Come prepared: someone in your group (don’t do this alone) should speak a fair amount of Spanish, and you should consider taking malaria pills for longer adventures. Water-purification technology is necessary for most of the reserve. But the real key to access is persistence – you can get in, just don’t count on it happening on your timetable, and expect to be following leads like: ‘find Jaguar José at the pulpería near the empalme of (something unpronounceable); he’s got a truck that can get through.’

During the reserve’s February-to-April dry season, rivers (read: the freeway system) may be too low to travel, unless you help carry the canoe around the rapids. Luckily, it’s usually raining, and some spots (for instance, the Río Waspuk region) get 3200mm of rain per year – regular roads may be impassable most of the year. Temperatures average a sweaty 26.5°C (80°F), but bring a fleece for Cerro Kilambé (1750m).

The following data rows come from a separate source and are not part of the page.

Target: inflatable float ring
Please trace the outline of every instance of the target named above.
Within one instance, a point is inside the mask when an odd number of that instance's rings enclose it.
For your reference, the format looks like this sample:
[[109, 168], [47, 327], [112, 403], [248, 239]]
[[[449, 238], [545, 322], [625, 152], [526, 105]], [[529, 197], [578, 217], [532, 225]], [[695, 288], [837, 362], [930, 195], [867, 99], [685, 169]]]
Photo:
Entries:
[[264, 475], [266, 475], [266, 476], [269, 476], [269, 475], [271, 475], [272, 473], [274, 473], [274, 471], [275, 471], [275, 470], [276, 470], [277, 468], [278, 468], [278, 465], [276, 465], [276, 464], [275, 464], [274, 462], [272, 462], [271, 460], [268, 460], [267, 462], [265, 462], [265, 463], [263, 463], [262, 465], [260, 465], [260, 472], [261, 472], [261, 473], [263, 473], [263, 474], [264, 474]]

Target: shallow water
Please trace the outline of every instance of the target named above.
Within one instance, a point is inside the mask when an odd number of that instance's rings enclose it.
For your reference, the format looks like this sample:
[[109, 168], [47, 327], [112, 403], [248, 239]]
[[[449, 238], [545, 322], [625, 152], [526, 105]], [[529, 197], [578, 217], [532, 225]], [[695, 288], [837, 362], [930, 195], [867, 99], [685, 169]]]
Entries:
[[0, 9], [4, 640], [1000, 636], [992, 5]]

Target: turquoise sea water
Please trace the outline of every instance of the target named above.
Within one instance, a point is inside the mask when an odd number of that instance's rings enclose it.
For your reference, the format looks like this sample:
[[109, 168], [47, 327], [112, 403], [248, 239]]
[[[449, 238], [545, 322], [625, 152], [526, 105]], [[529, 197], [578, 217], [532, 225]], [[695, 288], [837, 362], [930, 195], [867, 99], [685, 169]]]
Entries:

The easiest access to the Reserve de Biosfera Bosawás is from Siuna via the Parque Nacional Saslaya. Head to the ranger station, 3.5km from the community of Rosa Grande, where you'll register and contract a guide for the trek to Piedra Colorada. You’ll overnight by a pine-shaded lagoon and in the morning begin the three-day climb to Cerro El Toro (1652m), or an overnight trip up El Revenido. A rolling trail circumnavigates both peaks, and can be done in one day.

Hormiguero is another national-park gateway. From the ranger station at the trailhead, it’s a five-hour hike to Camp Salto Labú, with a stunning swimming hole that has a cave, canyons and petroglyphs. From here, you can also begin a four-day trek to the top of Cerro Saslaya (1651m). Bring a sleeping bag, tent and water-purification for both treks.